The speed, precision, timeliness, and relevance of Cyber Threat Intelligence (CTI) is crucial for protecting digital infrastructures and driving proactive responses against emerging cybersecurity threats. To me, CTI is an ART: it has to be Actionable, Reliable, and Timely.
One of the most critical components of CTI is indicators of compromise (IOCs). IOCs are crumbs of data or fingerprints (e.g., unusual IP addresses and web domains, unexpected network traffic, suspicious changes in file systems) left by adversaries in a previous cyberattack. This serves as invaluable clues to security professionals for detecting and tracing potential breaches or malicious activities in their own environments. Despite the on-paper benefits of IOCs, most cybersecurity professionals struggle to utilize them effectively.
Common Challenges Security Professionals Face with IOCs
Managing generic IOCs is challenging for both security professionals as well as Security Operations Centers (SOCs) due to several reasons:
- Too noisy: Keeping up with the high volume of IOCs is challenging when security teams are already inundated with too many alerts. Security tools also struggle to compare IOCs with internal traffic because the process is extremely resource-intensive.
- Limited Context: Far too many IOCs are shared with little or no contextual information, making it difficult for cybersecurity professionals to analyze their significance or prioritize them.
- Don’t address specific threats: Generic IOCs aren’t tailored around a specific industry or geography. As a result, security teams miss out on critical threats unique to an organization’s infrastructure, industry, business use case, or compliance requirements.
- Limited operational value: Most IOCs get detected and shared later in the attack lifecycle (i.e., command and control). Threat actors have already evolved their methods by the time the intel reaches security teams.
Why Custom IOCs Make More Sense Than Generic IOCs
Mostly derived from threat intelligence, incident response investigations, or security assessments, custom IOCs are specific to an organization’s risk posture. They are typically categorized into four main types:
- Network-based IOCs, such as unusual IP addresses or port scans;
- Host-based, including suspicious processes or file modifications;
- File-based, like malicious file hashes or unusual file paths; and
- Behavioral IOCs, which encompass abnormal user or system behavior.
Security platforms and security service providers are known to subscribe to generic IOCs from various threat intelligence sources. However, these IOCs deliver fairly limited operational value for the above reasons.
Instead, it would make a whole lot more sense if the security platform or the SOC allows security professionals to incorporate custom IOCs in their threat detection and hunting workflows. There are numerous benefits to this approach:
- Enhanced Threat Hunting
Custom IOCs are lower in volume, which means lower noise and false positives, better resource utilization, greater contextual awareness, and improved detection rates. By focusing on IOCs that matter most, security teams can significantly boost threat detection rates and lower threat response times.

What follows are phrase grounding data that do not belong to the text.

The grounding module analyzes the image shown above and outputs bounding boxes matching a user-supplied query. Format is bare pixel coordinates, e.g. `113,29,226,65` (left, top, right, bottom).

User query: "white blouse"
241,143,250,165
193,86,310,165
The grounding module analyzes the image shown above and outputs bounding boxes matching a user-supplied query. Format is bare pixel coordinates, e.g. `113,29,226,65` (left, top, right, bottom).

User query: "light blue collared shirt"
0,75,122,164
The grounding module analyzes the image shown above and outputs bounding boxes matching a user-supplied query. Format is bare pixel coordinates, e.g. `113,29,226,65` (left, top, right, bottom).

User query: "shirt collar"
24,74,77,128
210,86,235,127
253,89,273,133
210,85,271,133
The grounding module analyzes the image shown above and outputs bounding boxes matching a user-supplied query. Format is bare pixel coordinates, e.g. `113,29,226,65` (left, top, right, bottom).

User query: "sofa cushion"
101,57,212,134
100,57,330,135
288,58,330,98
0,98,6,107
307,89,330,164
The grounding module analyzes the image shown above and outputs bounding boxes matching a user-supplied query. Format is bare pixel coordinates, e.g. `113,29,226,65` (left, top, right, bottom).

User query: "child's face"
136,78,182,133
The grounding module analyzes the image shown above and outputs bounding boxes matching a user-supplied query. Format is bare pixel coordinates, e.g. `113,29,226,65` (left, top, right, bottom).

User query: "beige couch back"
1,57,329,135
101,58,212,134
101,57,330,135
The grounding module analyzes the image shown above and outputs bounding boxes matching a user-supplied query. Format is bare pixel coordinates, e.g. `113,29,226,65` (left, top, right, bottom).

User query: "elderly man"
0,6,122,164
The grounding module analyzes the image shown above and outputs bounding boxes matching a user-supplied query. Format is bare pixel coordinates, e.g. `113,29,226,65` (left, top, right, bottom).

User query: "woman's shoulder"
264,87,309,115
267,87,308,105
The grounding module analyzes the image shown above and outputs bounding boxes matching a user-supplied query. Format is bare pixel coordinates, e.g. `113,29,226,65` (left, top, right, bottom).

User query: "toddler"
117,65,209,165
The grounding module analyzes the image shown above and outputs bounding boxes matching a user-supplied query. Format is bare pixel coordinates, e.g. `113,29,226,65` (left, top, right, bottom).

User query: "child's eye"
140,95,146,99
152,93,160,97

- Targeted Threat Intelligence
Security teams can tailor their threat-hunting approaches around unique operational needs and emerging threats to ensure their threat intelligence is relevant, contextual, and timely. This enables them to adapt to emerging threats faster and identify potential risks that may not be covered by generic, out-of-the-box threat intelligence feeds.
- Boosted Supply Chain Security
By ingesting custom IOCs related to specific third parties, security teams can better manage vulnerabilities linked to external vendors, suppliers, and channel partners. Security teams can effectively monitor and identify the risks associated with the supply chain, thereby improving the overall security posture in the supply chain.
- Greater Alignment with Industry or Geographical Needs
Importing custom IOC lists (such as malicious IPs from a specific geography), other industry-specific feeds, and findings from internal investigations provide a more targeted solution for threats unique to an organization’s environment, geographical footprint, or threat landscape.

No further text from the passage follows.